My First (and Last) Swim in the Ocean

I had never seen the ocean before.  I think I had imagined it being somewhat like Ariel's mermaid land, with schools of colorful fish, fields of sparkling coral, and a secret king and castle.  It ended up not being exactly how I had imagined it, or even really being the ocean--it was just San Francisco Bay--but to my 4-year-old eyes, it might as well have been the lovely world that I had dreamed.  It was blue, it was beautiful, it was big, and I didn't know the difference.

This was the vacation of my short life.  Coming from land-locked Utah, this was my first experience with the coast and California, my first time to the land of surf and sun.  Everything was new and exciting to my brother, sisters, and me: the bridges, the fog, the boats, the steep roads, and the smooshed houses. And we couldn't wait to get into the water.
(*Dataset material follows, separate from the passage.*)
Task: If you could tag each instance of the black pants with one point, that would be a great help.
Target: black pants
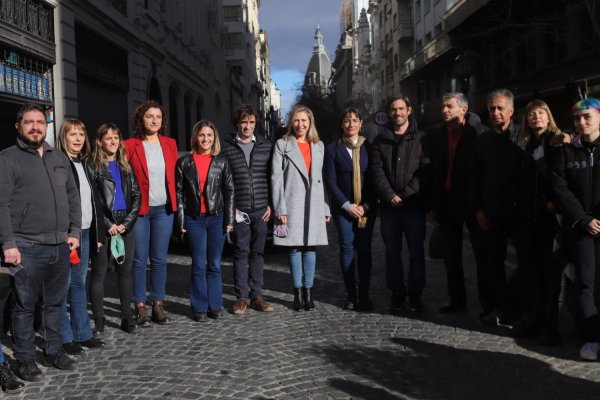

We parked our car at the side of the road near the cars of other tourists, and made our way past the rocks down to the sandy shore.  A bridge was to our left, spanning the watery vastness, and to our right, the glittering sea leading to infinity.  We didn't have the time nor the gear to go swimming but we had a few moments to wade to our heart's content.  We eagerly took off our shoes, rolled up our pant legs, and ran into the water.

It was slightly chilly, regardless of it being July, but we splashed and stomped and were generally carefree.  The wet sand squished between my toes and the little beach was littered with little shells.  It was a great day to be a kid.

Suddenly, the tide came in.  A wave too strong pushed and grabbed and knocked me off my feet, tossing me into the greedy water.  The ocean's cold kiss filled my mouth and nose, engorging me on the salty sea.  Her icy fingers entangled in my hair.  Her raspy laugh echoed in my ears.  And her hungry arms engulfed my body, tugging me towards her deep.  I was caught in the ocean's deadly embrace.

But the tide goes out as quickly as it comes in.  After the eternity of a second, the water released me, spitting me out on the muddy sand.  The ocean was no longer beautiful.  I no longer cared for its bluey hue or its hidden treasures.  It had betrayed me, attacked me, and left me crumpled on the beach.

Gasping and sputtering, I did what any 4-year-old would do once I could breathe again: I cried for my mommy.